Now on Thursday night  she was organising a charity night in a pub with local bands playing. It was quite a fun night and a blast but I admit I throwing caution to the wind and getting rather drunk, The drink was cheap and the music was fantastic. The guy who's place we've been to before offered for the 2 of us to crash at his which was quite generous of him. I assumed I would be on the floor and that she would be on the couch as I said, probably due to blindness, I was still under the impression that nothing was going on between them, also It was still quite recently after the breakup, Thinking of it these things tend to start well before the break up is "official" so this could well have been going on for months, It was quite a blow to my system but it didn't really hit home quite yet as there was a part in the back of my mind stating "this could be something casual, sure they slept in the same bed and are doing things like buying drinks and doing favours for each other but they could still be just friends fooling around" I'd like to call this the Homer Simpson "it's still good, it's still good" defence mechanism or for you budding shrinks "a river in Egypt". It only really hit 100% home when just a few hours ago another friend in college told me he heard her saying she was thinking of moving into his place......
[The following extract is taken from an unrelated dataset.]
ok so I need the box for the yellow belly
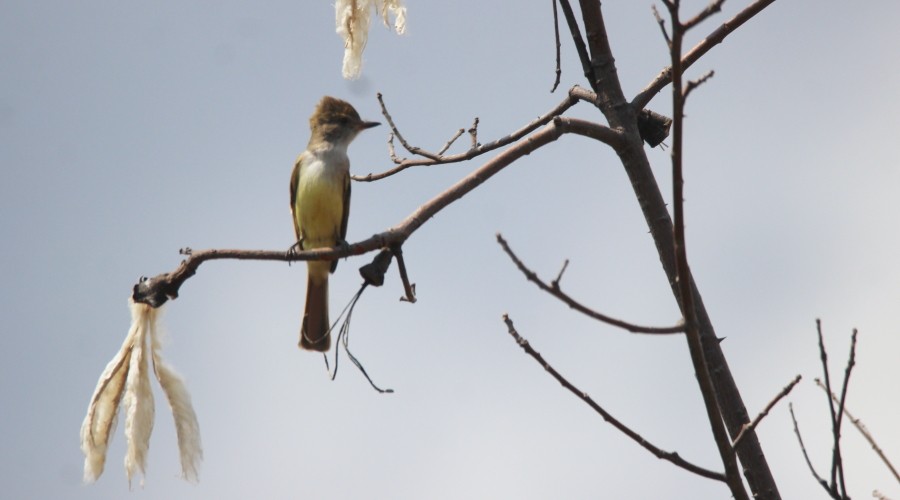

It's still taking a while to sink in. That feeling that I'm still close to her is still there but is probably just a whisp of an illusion at this stage, while it may have been true a few months ago In my mind she was still in a relationship and so didn't fully pursue anything. I'll never know if a relationship was ever on the cards with her and if it was my caution that cost me that chance or maybe I was just an emotional prop to help her while she moved from the down turn of one relationship into the up turn of another. I do not know. If I'll ever feel close to her again. I do not know if I ever was close to her.... was it just a feeling.  Or maybe she was genuinely pursuing me and it was all 100% legit and then realised I wasn't the "catch" she thought I was. I don't know which is sadder really.
My closing thought is this, my well of affection towards her isn't dry but in frozen suspension for it's protection while I figure out if she's still receptive towards me. If so then it can be reanimated with ease, if not then I'm afraid it'll be with regret that it'll have to be walled off and disassembled.